Department of Epidemiology and Public Health, Imperial College Faculty of Medicine, London, United Kingdom.
PLoS One. 2010 Jan 27;5(1):e8915. doi: 10.1371/journal.pone.0008915.
Models for complex biological systems may involve a large number of parameters. It may well be that some of these parameters cannot be derived from observed data via regression techniques. Such parameters are said to be unidentifiable, the remaining parameters being identifiable. Closely related to this idea is that of redundancy, that a set of parameters can be expressed in terms of some smaller set. Before data is analysed it is critical to determine which model parameters are identifiable or redundant to avoid ill-defined and poorly convergent regression.

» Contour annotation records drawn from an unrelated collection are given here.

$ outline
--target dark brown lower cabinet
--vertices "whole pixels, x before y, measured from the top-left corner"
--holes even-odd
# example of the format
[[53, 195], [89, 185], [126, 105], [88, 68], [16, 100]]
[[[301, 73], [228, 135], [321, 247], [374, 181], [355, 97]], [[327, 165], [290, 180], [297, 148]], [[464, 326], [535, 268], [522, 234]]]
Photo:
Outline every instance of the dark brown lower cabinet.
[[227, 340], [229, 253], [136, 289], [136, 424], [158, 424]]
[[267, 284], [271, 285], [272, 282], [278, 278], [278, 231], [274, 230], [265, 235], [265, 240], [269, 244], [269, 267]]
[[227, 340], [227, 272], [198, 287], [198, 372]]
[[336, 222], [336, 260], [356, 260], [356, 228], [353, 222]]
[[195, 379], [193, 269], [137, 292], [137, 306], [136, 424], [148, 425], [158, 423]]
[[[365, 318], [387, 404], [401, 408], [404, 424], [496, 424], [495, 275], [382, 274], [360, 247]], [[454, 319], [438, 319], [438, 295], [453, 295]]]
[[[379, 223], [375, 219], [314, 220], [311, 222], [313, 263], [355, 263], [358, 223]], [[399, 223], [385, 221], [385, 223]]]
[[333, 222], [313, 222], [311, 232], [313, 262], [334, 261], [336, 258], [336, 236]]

METHODOLOGY/PRINCIPAL FINDINGS: In this paper we outline general considerations on parameter identifiability, and introduce the notion of weak local identifiability and gradient weak local identifiability. These are based on local properties of the likelihood, in particular the rank of the Hessian matrix. We relate these to the notions of parameter identifiability and redundancy previously introduced by Rothenberg (Econometrica 39 (1971) 577-591) and Catchpole and Morgan (Biometrika 84 (1997) 187-196). Within the widely used exponential family, parameter irredundancy, local identifiability, gradient weak local identifiability and weak local identifiability are shown to be largely equivalent. We consider applications to a recently developed class of cancer models of Little and Wright (Math Biosciences 183 (2003) 111-134) and Little et al. (J Theoret Biol 254 (2008) 229-238) that generalize a large number of other recently used quasi-biological cancer models.
CONCLUSIONS/SIGNIFICANCE: We have shown that the previously developed concepts of parameter local identifiability and redundancy are closely related to the apparently weaker properties of weak local identifiability and gradient weak local identifiability--within the widely used exponential family these concepts largely coincide.
复杂生物系统的模型可能涉及大量参数。很可能其中一些参数无法通过回归技术从观测数据中推导出来。这些参数被称为不可识别的,其余参数是可识别的。与这个概念密切相关的是冗余性,即一组参数可以用一些较小的参数集来表示。在分析数据之前,确定哪些模型参数是可识别的或冗余的,以避免定义不明确和收敛不良的回归是至关重要的。
方法/主要发现:本文概述了参数可识别性的一般考虑因素,并引入了弱局部可识别性和梯度弱局部可识别性的概念。这些概念基于似然的局部性质,特别是海森矩阵的秩。我们将这些概念与罗滕伯格(Econometrica 39(1971)577-591)和卡奇波尔和摩根(Biometrika 84(1997)187-196)之前引入的参数可识别性和冗余性概念联系起来。在广泛使用的指数族中,参数不可约、局部可识别、梯度弱局部可识别和弱局部可识别在很大程度上是等效的。我们考虑了最近开发的一类癌症模型的应用,该模型由利特和赖特(Math Biosciences 183(2003)111-134)和利特等人开发(J Theoret Biol 254(2008)229-238),该模型广泛应用于许多其他最近开发的准生物癌症模型。
结论/意义:我们已经表明,以前开发的参数局部可识别性和冗余性概念与弱局部可识别性和梯度弱局部可识别性的较弱属性密切相关——在广泛使用的指数族中,这些概念在很大程度上是一致的。